We live in a very doggy neighborhood.

This morning our neighbor’s beagle was trying to warn the whole block of some imagined, impending danger and began barking and howling around 5am and continued this feat for three hours. God knows what was rattling around inside the little guy’s skull that made him decide the best course of action would be wailing like some Scottish ghost walking the upper floor halls of a moss covered castle overlooking Loch Ness.

I come from a canine friendly family – my parents have bred and raised English Mastiffs for years and usually have a half dozen or so of the 200 plus pound dogs lumbering around in a pack around their place. One of my sisters raises boxers – a breed that always looks to be incredulous and another sister has a farm where her mismatched pack of dogs roams unencumbered. We have a beagle mix of our own named Hector Wingnut Rodriguez who was brought home from a Home Depot parking lot and our foo foo dog – Suzette Crème Fromage a Papillion with a mild case of OCD.

Even with all this experience I rarely can guess what is going on in a dog’s mind. Why does Suzi suddenly jump from a deep sleep and race to another part of the house? Why did Mikey – a one eyed Boston terrier we once owned lick walls? Did Hector expect us to pay him for the trenches he dug across our back yard? What is the next door neighbor’s beagle’s problem? Who knows?

One of my favorite inscrutable dog actions is my parent’s pack of mastiffs harmonized howling whenever they hear a siren go by the house which - since a fire station is only a block away - happens with some frequency. We don’t know which of their dozens of dogs started the tradition but even as one is replaced with the next the habit is passed down so that the entire mob joins in the a cappella choir.

My father is near the top of the food chain when it comes to backyard mechanics. He has a garage that is better equipped than most Sears car repair centers. So his is the place where brake jobs, oil changes, and even bodywork and paint jobs are performed. On several occasions I have helped with different projects including the resizing of eight foot tall four foot wide metal storage bins where I learned to become quite proficient with an acetylene torch.

During one of these activities – instigated by me – bodywork and painting of a friend’s RX7 my dad was seriously injured. While crouching down to primer the back bumper of the little sports car he tipped over accompanied by a snapping sound. Both of his knees are replacements and we assumed that one had given out.

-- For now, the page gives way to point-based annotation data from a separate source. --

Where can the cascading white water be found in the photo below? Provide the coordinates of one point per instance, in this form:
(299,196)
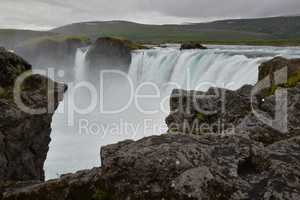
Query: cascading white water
(194,69)
(80,63)
(222,66)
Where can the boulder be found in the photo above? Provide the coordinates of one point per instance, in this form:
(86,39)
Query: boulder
(52,51)
(278,72)
(11,66)
(24,130)
(192,45)
(217,110)
(176,166)
(84,184)
(263,118)
(111,53)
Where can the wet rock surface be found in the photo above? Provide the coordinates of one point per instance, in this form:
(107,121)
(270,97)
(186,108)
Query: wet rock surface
(79,186)
(111,53)
(248,160)
(25,135)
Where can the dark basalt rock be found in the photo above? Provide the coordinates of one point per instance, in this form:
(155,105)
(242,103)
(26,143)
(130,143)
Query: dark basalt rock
(192,45)
(278,72)
(202,167)
(11,66)
(24,136)
(111,53)
(251,161)
(221,109)
(83,185)
(245,111)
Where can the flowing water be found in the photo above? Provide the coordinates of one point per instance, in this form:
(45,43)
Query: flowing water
(77,137)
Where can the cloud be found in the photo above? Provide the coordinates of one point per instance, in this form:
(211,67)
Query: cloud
(52,13)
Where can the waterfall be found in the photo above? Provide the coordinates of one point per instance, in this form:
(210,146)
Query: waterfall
(80,63)
(194,69)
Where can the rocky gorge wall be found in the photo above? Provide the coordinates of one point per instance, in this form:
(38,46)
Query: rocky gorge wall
(245,159)
(24,137)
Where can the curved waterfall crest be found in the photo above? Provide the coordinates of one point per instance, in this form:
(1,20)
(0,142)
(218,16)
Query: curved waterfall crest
(194,69)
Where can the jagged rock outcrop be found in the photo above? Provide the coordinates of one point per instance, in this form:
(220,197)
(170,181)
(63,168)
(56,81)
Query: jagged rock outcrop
(111,53)
(221,109)
(24,120)
(181,167)
(264,118)
(253,160)
(192,45)
(52,52)
(83,185)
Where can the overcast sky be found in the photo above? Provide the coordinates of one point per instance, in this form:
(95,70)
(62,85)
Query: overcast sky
(46,14)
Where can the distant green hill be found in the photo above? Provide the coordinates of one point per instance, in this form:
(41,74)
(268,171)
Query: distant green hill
(263,31)
(10,38)
(277,30)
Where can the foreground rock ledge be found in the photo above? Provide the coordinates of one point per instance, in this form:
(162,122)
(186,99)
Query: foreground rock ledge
(182,167)
(24,137)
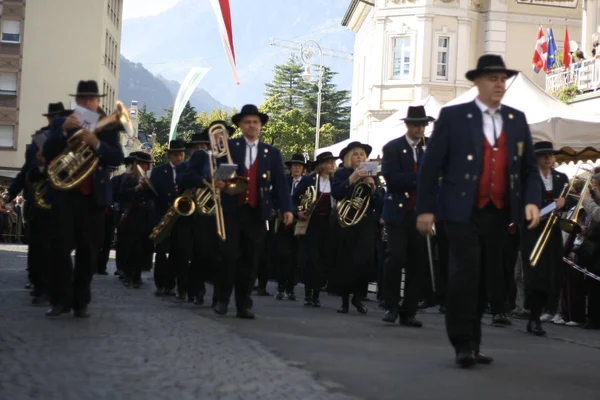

Lying on his back wincing as if he were listening to a preliminary round of American Idol the old man is shouting at me to “Snap it back – snap it back!”

And I’m going like, “What the hell you talking about snap it back!?”

“Damn it, just pop my knee back in!”

Now might be a good time to let you know my dad is a lunatic – he’s been kicked in the teeth by a horse he tried to stop by grabbing its tail as well as being ejected like a champagne cork from the back porch while working on a live 220 line. Thus I took his suggestion of popping his knee back into place like it was part of a Lego set with a grain of salt. Even so I picked up his foot to see what could be done. His leg flopped around like a broken bicycle chain wrapped in a tube sock.

“Ain’t no popping into place happening here – I’m calling 911,” I said.


That’s when the magic happened.


As the ambulance arrived – sirens hailing their approach my parent’s mastiffs were in ecstasy. It had come! Their howling finally paid off – the magic squealing flashy light thing that they had been summoning through generations of champion producing bloodlines had paid off. Their ancestors were avenged and now smiled proudly down from canine Valhalla upon their progeny as they rolled in the grass flashing the whites of their eyes and kicking their legs as if they were experiencing small electric shocks – which they may have been. Like an obscure aboriginal legend passed down during clandestine rites of passage ceremonies these dogs had no idea why they howled and to suddenly be face to face with their deity – well let me just say it was overwhelming.

Dad had fractured his femur but he healed well and is up and about again and now his dogs have a new story to pass onto their pups, of the time when the siren – every bit as magical as Ulysses’ - actually paid a visit.